Lord Tywin Lannister was truly a magnificent bastard. The man ruled his family for a long time, pulling it out of the debt and dishonor his father had tossed it into. Tywin served as Hand of the King during the reign of Aerys Targaryen and managed to keep peace and prosperity going for about 20 years. Being peaceful for this long is almost unheard of in a place like this.
He was murdered while he sat on the privy.
Jaime had just rescued Tyrion and confessed to him that everything that happened in Tyrion's first marriage was a lie orchestrated by his father. Tywin hated the marriage because the girl was commonborn. Tyrion went to his father, who was trying to empty his bowels, and confronted him with a crossbow. Granted, it probably wasn't the best time to discuss such matters, but Tyrion was upset and in a hurry. They verbally sparred and Tyrion shot him.
While this is a very ignoble end for Lord Lannister, the consequences of his death are really the crux of the Lannister family past this point. Tyrion falls apart and goes on a drinking/self-loathing binge. He bounces around, consumed with guilt and anger and hatred and does his best to try and destroy himself. He becomes a much darker version of who he was, even though it begins to let up as the book is coming to a close.
Cersei, having recently also lost her oldest son, goes pretty crazy. In most people, this would be amusing and harmless. Cersei is Queen Regent. Her insanity is still amusing, but she causes a lot of problems for everyone. She has several people assassinated, burns down the Tower of the Hand, allows the church to regain military power, stays drunk all the time, murders people, and destroys the main alliance she has with basically everyone.
Jaime blames himself for his father's death. He is the one who freed Tyrion and gave him the reason to kill his father. As far as he is concerned, it was like putting the crossbow bolt into the man himself. He leaves King's Landing on a mission to try and make peace in the areas where war still rages. He questions everything about his life and goes forward with and alternately backslides in the process of redemption that began when he traveled with Brienne.
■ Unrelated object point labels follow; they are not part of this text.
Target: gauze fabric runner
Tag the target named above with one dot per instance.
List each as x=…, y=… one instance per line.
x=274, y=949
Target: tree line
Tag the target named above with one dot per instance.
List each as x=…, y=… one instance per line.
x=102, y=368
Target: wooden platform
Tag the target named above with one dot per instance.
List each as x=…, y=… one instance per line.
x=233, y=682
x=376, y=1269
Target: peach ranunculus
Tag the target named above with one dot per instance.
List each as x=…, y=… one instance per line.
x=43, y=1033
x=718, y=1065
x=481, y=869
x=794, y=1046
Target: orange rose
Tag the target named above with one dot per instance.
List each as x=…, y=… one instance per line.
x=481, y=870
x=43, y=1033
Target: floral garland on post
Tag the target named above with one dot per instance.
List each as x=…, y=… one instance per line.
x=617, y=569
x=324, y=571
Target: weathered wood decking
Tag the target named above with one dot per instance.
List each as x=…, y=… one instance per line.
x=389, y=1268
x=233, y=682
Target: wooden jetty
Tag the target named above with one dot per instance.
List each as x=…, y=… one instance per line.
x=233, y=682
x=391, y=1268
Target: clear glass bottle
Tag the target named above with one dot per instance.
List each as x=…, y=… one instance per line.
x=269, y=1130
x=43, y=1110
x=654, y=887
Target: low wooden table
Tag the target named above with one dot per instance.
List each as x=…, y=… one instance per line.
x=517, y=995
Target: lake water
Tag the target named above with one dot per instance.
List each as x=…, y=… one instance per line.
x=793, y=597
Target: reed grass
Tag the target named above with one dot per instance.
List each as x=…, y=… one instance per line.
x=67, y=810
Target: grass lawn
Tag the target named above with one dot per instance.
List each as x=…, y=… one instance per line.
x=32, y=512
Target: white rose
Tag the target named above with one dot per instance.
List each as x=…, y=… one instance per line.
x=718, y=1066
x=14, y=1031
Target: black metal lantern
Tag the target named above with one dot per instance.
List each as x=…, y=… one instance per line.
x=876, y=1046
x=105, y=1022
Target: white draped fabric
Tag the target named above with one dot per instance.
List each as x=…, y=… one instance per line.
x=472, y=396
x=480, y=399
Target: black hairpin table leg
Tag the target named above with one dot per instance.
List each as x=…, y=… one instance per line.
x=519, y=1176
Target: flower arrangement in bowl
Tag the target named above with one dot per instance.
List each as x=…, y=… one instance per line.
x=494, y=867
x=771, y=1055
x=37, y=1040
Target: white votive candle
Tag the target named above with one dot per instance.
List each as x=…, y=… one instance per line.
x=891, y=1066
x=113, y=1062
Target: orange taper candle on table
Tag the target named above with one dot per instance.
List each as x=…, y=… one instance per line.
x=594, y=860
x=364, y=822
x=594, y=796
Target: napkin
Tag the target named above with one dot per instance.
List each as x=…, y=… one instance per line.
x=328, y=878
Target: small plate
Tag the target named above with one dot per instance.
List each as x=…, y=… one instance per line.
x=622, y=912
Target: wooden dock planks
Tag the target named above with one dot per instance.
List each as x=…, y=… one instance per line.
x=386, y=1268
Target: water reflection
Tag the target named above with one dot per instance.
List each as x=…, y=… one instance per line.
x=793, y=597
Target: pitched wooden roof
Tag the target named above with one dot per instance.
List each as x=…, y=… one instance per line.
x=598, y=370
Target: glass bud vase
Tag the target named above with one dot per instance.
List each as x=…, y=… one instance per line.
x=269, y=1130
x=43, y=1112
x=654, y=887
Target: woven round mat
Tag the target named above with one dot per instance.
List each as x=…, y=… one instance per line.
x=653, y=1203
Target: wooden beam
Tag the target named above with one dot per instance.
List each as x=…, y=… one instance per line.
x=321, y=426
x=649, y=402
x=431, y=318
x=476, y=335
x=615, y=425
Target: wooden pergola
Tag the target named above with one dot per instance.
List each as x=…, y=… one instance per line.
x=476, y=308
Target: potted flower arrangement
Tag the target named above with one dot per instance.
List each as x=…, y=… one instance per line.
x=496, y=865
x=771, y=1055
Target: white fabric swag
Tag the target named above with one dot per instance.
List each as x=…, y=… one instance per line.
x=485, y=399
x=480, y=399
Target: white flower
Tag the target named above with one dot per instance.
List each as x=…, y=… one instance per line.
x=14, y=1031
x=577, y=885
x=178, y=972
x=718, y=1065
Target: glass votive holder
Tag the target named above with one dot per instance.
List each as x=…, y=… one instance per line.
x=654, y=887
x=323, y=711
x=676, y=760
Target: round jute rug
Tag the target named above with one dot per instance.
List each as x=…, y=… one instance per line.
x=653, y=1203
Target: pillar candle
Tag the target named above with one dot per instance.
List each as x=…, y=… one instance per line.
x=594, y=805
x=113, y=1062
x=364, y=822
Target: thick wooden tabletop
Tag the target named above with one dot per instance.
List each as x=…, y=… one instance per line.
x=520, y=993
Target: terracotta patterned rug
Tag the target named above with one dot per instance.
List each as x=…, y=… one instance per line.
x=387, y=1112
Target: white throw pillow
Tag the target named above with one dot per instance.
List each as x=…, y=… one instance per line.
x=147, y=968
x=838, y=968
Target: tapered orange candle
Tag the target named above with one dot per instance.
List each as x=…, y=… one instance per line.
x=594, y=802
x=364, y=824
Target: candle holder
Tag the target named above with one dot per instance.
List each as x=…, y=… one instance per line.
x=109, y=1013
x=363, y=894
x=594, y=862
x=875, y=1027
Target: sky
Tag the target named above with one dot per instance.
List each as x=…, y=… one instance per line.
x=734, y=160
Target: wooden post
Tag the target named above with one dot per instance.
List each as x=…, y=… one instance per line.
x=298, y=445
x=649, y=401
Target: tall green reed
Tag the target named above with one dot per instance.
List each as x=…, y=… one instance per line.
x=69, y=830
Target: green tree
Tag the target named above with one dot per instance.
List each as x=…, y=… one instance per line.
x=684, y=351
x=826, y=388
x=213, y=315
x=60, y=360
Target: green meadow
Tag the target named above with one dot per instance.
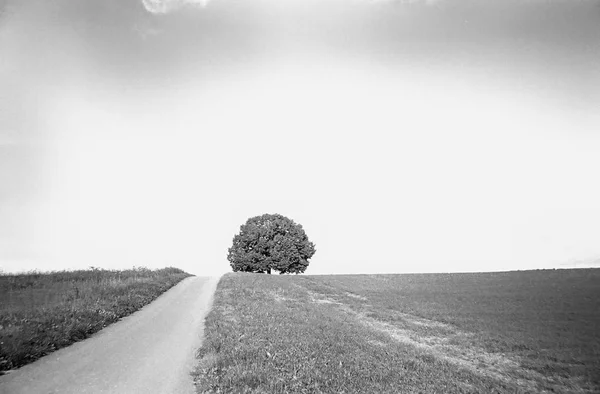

Varys famously says at one point that power resides where men believe it to reside. It's very clear that the Lannister siblings believed that power truly resided with their father. When he dies, Cersei feels she has no one to protect her and overcompensates by making decisions based on paranoia. When Tywin dies, Jaime has no one to he can finally prove himself to, so he loses direction and focus on what he is doing and who he is supposed to be.
Tyrion killed his father, this big, looming obstacle in his life. He is no longer under his father's thumb, he he also no longer has limits. With no limits, he has no idea how to function, how to control himself. I suppose Tywin's is my favorite death because it becomes such a wonderful device to study three of our main characters.